Прошло какое-то время, и настал момент, когда Флетч сам стал с наслаждением ласкать прекрасную грудь Поппи. Когда он чуть сжал зубами ее соски, она застонала.
Наконец они уже не могли больше ждать – Поппи, всхлипывая, молила, чтобы он взял ее, тело Флетча горело, как в огне. И все же он боялся совершить ошибку, боялся, что Поппи опять не сможет его принять.
Она притянула его к себе и потребовала:
– Флетч, ты должен сейчас же заняться со мной любовью, иначе… – Тут она изогнулась всем телом и сладострастно приникла к Флетчу. Герцог мгновенно забыл о своих глупых опасениях, словно это была их первая брачная ночь. Воистину, Рождество – время чудес. Он начал тереться о нее всем телом, дразня ее и целуя, и она, его обожаемая строптивица, принялась было опять ворчать, и тогда он, не прекращая поцелуев, вошел в нее… как в первый раз, как в последний раз.
Поппи смотрела на него, чувствуя, к своему ужасу, что ее глаза наполняются слезами. Французские куртизанки не плачут, лежа в постели с мужчиной! Устыдившись, она шмыгнула носом и постаралась рассуждать так, как подобает француженке. Но тут Флетч, ее милый Флетч, поцелуями осушил влагу на ее лице, и они вновь слились воедино. Поппи забыла о своих тревогах, стараясь поймать ритм их общего танца. Поначалу это не очень получалось – она отставала. Флетч двигался энергично, равномерно, глубоко погружаясь в ее лоно, она же извивалась по ним, стараясь задержать его натиск, столь желанный и сладостный.
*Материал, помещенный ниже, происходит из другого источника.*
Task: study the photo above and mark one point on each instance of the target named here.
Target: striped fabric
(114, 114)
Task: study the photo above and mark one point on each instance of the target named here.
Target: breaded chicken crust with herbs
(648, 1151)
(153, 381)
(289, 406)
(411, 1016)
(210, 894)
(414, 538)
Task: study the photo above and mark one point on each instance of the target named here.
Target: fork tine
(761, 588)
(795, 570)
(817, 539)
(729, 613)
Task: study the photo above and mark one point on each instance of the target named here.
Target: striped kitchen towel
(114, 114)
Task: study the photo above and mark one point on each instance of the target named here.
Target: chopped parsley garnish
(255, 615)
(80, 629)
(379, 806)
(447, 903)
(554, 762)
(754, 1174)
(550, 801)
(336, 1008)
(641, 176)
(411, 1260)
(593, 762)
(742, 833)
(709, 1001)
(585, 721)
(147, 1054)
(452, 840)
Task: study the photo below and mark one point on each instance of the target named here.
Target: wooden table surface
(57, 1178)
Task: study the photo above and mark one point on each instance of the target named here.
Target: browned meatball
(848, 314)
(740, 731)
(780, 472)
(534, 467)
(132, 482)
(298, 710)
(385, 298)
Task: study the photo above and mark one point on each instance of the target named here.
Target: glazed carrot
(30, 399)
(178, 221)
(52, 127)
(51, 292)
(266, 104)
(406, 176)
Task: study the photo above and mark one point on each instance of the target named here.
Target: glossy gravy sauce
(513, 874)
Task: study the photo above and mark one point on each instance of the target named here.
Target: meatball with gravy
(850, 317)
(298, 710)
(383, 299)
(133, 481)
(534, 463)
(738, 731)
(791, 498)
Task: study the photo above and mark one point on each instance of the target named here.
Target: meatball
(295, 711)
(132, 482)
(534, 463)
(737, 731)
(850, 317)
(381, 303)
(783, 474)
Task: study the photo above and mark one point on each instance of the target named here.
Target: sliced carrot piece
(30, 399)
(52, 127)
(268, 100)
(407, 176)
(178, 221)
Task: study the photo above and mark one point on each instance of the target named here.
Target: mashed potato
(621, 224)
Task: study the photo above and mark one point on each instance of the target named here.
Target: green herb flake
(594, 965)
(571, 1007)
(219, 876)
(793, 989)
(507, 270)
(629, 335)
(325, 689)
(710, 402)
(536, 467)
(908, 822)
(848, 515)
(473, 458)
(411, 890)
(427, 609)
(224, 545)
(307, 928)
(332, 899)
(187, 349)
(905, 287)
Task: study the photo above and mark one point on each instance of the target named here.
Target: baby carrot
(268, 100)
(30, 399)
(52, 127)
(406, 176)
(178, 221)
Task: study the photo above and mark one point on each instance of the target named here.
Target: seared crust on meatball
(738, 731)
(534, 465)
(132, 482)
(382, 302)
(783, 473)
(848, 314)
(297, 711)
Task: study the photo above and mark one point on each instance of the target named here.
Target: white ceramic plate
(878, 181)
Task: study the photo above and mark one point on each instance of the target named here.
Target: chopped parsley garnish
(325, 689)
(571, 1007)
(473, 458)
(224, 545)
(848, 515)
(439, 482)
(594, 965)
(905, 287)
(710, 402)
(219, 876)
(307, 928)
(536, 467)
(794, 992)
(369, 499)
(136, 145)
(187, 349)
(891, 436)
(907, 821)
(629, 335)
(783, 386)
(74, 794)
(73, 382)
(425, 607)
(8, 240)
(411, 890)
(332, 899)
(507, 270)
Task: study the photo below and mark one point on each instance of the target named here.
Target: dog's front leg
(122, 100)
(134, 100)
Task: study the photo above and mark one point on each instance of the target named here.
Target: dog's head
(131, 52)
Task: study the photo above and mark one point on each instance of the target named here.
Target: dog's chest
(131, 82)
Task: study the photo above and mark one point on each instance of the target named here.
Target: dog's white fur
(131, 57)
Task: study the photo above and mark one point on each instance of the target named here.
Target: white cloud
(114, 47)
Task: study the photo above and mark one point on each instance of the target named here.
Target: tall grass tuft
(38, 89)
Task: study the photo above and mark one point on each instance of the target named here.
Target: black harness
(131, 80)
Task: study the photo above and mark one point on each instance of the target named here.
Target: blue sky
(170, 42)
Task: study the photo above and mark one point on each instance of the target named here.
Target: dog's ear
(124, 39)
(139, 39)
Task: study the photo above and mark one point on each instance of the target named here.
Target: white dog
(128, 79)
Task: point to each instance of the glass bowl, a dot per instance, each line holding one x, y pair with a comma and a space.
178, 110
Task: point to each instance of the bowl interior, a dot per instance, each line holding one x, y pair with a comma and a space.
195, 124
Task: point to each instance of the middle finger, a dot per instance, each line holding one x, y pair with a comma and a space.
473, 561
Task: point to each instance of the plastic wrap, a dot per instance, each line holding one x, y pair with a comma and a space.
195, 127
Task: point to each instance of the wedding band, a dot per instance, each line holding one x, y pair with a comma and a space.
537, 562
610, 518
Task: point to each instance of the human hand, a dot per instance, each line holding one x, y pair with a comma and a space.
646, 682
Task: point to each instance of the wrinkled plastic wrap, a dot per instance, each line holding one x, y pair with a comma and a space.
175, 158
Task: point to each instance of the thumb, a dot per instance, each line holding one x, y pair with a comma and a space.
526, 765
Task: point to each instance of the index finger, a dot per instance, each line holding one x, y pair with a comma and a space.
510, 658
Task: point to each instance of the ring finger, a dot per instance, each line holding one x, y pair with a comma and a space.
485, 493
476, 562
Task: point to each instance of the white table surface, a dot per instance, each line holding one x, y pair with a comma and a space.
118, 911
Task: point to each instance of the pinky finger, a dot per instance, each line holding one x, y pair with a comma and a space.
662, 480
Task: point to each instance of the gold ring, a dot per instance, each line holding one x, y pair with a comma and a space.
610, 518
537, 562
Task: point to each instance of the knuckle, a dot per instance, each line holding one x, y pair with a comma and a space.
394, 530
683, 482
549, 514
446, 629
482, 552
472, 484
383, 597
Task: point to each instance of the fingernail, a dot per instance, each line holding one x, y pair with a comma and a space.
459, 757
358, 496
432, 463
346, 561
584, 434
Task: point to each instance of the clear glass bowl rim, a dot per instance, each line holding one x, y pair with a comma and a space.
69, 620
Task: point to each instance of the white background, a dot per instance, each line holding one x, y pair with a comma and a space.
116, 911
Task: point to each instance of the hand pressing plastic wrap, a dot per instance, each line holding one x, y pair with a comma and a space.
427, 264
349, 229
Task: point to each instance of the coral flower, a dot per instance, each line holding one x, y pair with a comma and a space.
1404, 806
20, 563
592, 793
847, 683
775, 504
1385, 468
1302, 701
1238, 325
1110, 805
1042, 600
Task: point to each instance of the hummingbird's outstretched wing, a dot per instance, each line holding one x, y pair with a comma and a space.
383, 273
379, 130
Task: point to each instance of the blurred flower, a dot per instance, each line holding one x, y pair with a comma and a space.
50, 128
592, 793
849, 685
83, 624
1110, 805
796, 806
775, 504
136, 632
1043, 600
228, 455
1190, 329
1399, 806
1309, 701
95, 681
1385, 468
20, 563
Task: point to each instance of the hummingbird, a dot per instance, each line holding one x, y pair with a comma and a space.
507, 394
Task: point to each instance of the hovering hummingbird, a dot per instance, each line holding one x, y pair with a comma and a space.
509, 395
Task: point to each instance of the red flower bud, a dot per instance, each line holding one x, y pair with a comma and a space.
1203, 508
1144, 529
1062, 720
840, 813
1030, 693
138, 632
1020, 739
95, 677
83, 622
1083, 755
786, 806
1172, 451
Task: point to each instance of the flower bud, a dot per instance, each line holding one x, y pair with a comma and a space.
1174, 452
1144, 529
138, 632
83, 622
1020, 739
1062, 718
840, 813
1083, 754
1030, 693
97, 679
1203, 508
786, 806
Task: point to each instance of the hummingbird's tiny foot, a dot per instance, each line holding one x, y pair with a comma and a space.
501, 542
Осознав тщетность этих попыток, Поппи отдалась ритму и предоставила все Флетчу. Через несколько мгновений она рванулась навстречу его движению, выгнулась дугой – Господи, вот оно, блаженное ощущение упругого давления внутри, оно нарастает… Флетч глухо застонал и откинул голову назад.
Это была их общая победа, победа Флетча и Поппи.
Ее глаза опять наполнились слезами, да и как могло быть иначе? Их тела двигались в унисон, распаленные страстью, покрытые испариной, но такие прекрасные в своей естественности. Охрипший, задыхавшийся Флетч бормотал слова любви, тоже прекрасные и естественные.
Прижимаясь к нему, Поппи с трудом удерживала слезы, когда он начинал ее целовать, вернее, когда они оба целовали друг друга. С каждым мгновением она двигалась все быстрее и быстрее, пока разум не покинул ее окончательно. С ее губ сорвался крик, и она со всеми своими идеалами, муками плоти и любовной испариной рассыпалась на тысячи мелких осколков.